Canção para Cordolina

      Regresso a tua residência, velha dama
de rubras idéias.
      Em mim, por meus cabelos,
tuas mãos longevas dirigindo súplicas
e orações à teus santos
protetores.
      Cruzo as portas
e meus sentimentos estão pacientes
      Na cristaleira há dragões de porcelana
chinesa,
chícaras sonolentas, pratos de um tempo
distante
e a santa de dois séculos
de tua mãe.
      Examino com atenção as paredes declinantes:
há quadros coléricos como flâmulas emolduradas
de um camponês abatido
na qual recompusestes o sangue de teu filho
no altar da mais profunda
indignação.
      Examino com atenção as paredes declinantes:
e lá estão digitais revoltosas
e um estudo sobre Gauguin que realizastes.
      No silêncio que vence a estupidez
vais falando ao meu coração
e dizes-me que é preciso virar a página
da história.
      Um lampejo de teus olhos faz saltar um grito
e tudo revolve-se nas reminiscências das mesas,
nos almoços onde reunias as gerações que paristes
em teu ventre generoso: sinto que há peixes esquecidos
no aroma dos escabeches.
      Apreendo de tua infância um pai fardado,
capitão em Canudos.
      Apreendo nos teus baús esquecidos as crônicas
de décadas passadas
da qual ninguém mais se lembra porque em tua mocidade
as mulheres estavam proibidas de ter cultura e intelecto.

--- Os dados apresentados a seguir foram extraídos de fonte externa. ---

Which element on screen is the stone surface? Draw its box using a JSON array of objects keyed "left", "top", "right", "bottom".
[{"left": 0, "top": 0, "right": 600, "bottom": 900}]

      Apreendo de tua juventude
teu longo amor marítimo e operário.
      Numerosa fostes inaugurando a vida
com filhos e engravidada eras apenas saudades
porque as bravias marés arrebentavam
os olhos de teu marido embarcado,
distante, afastado de teus negros cabelos
onde tesouros telúricos reluziam
alumiados como estrelas harmônicas e virtuosas.
      Regresso a tua residência, velha dama
de rubras idéias.
      Lá estão alguns de meus primeiros livros.
      Lá estão alguns de meus primeiros poemas.
Cruzo portas
e fatidícos amores descansam
insepultos.
      Revejo teus ríspidos olhos contra os bestiais,
os tiranetes e latifundiários que alvejaram
teu mais querido rebento: o mais mulato de todos,
revoltoso comunista.
      Tua voz infunde no peito rosas vermelhas
da qual tanto amavas e que te acompanham
na memória da luta popular.
      Tua voz infunde no peito rosas vermelhas
para que nuncas deixes de existir
no coração das manhãs multitudinárias.